平成23年度 武雄市図書館・歴史資料館ミニ企画展

長崎方控の世界

 

 『長崎方控』は江戸時代後期、佐賀藩武雄領が行なった貿易港長崎でのさまざまな物品購入の記録で、その筆録された期間は、明らかなところでは天保9(1838)年から文久2(1862)年までの、実に25年間以上に及びます。
 武雄が所望する物品の注文は、武雄と長崎を行き来する家臣を通じて長崎の通詞や職人に依頼され、同様に彼らによって武雄にもたらされました。
 現在、武雄には約1万点余に及ぶ蘭学資料が伝えられ、「武雄鍋島家資料」としてここ武雄市図書館・歴史資料館に収蔵されています。
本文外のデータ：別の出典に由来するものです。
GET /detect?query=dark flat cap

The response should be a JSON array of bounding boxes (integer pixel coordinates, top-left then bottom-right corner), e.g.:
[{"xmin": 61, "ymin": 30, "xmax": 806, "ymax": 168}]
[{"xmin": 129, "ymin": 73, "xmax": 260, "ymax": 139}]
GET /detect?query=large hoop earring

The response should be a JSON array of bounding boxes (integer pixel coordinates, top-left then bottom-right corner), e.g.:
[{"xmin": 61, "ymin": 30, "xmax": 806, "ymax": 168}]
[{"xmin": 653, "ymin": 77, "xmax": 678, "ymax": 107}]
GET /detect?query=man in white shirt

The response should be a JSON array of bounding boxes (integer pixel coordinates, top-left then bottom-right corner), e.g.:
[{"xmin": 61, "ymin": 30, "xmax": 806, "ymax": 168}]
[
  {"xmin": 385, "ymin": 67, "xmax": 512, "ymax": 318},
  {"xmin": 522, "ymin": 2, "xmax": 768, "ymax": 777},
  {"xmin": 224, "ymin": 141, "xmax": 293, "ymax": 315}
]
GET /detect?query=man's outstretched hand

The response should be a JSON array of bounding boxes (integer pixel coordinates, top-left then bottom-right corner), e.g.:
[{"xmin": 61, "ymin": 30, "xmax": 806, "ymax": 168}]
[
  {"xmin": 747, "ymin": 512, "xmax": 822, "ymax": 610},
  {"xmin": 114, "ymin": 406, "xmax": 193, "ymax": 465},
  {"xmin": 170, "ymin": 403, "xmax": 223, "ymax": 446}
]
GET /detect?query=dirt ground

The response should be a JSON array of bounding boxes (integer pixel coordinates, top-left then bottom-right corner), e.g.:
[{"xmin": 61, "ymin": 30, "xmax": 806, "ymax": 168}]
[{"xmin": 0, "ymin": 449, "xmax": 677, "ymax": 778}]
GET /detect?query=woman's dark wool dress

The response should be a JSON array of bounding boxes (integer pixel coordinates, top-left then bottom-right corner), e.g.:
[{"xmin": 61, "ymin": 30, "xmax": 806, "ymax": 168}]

『長崎方控』の記述と今に伝えられた資料とを照らし合わせることで、武雄の蘭学導入の克明な情報を知ることができます。
 『長崎方控』は、日本の江戸後期から近代にかけての科学技術史研究において、不透明であった多くの部分に解明の手掛かりを与えるものとして、現在注目を集めています。
 この度のミニ企画展ではこの『長崎方控』の一端をご紹介いたします。

場所:蘭学館ミニ展示コーナー(観覧無料)
期日:平成23年4月22日(金)〜7月20日(水月)

 

※参考  長崎方控と武雄    『長崎方控』の人々 

 
キリシテル キリシテル筆写分
 
 

キリシテル

19世紀中期 武雄鍋島家資料 武雄市蔵

 『武雄鍋島家資料目録』では「真鍮ポンプ」と記されているが、実際は「浣腸器」で馬用の浣腸器かと思われる。ポンプ部分に「K.kitsib」の銘があり、長崎の細工師金子吉兵衛の製作と考えられる。
 天保15(1844)年11月、吉兵衛への注文品中に「排気鐘 大キリステル」(右写真7品目)とあるのはこのことかと思われる。

 
 
 
枕時計 枕時計筆写分
 
 

フランス枕

19世紀中期 武雄鍋島家資料 武雄市蔵

 「フランス枕」と呼ばれるネジ巻き式の置時計。『長崎方控』中にも「枕時計」「置時計」は随所に見られるが、嘉永3(1850)年には「リン打枕時計並びに目覚付」とある(右写真赤線部)。専用の窓付の箱に収納され、全体に細密な唐草様の文様と金メッキが施されている。本体側面にはめ込まれたガラスから内部のゼンマイなど、細かな構造も観察できる。裏蓋を開くと銀色のベルがあり、まさに「輪打(リン打ち)」となっていることが確認できる。また、その下部に小さく「BECHOT A PARIS」と刻銘がある。

 
 
 
半円儀 半円儀筆写分
 
 

半円儀

19世紀中期 武雄鍋島家資料 武雄市蔵

 測量器具。「炮術容器」と書かれた専用箱に納められている。中心部分に「K.kitsib」の銘があり、角度は十二支で記される。
 天保15(1844)年11月、吉兵衛への注文品中に「繪圖引用半円」とあり、また、同年12月28日の「吉兵衛持越品」に「圖取用半円」(右写真赤線部分)とあるのは、これに当たると思われる。

 
 
 
ガラス容器 ガラス容器筆写分
 
 

硝子絵具摺

19世紀中期 武雄鍋島家資料 武雄市蔵

 『長崎方控』のなかで嘉永7(1854)年7月1日の記述の中で「硝子ニウ鉢 京都製 三ツ一組 棒三本副」(右写真赤点部)とあり、このことかと思われる。また弘化4(1847)年の注文のなかで「弓野ニ而製造之硝子器」とあり、弓野(武雄市西川登町)でもガラス製造が行なわれていたと見える記述がある。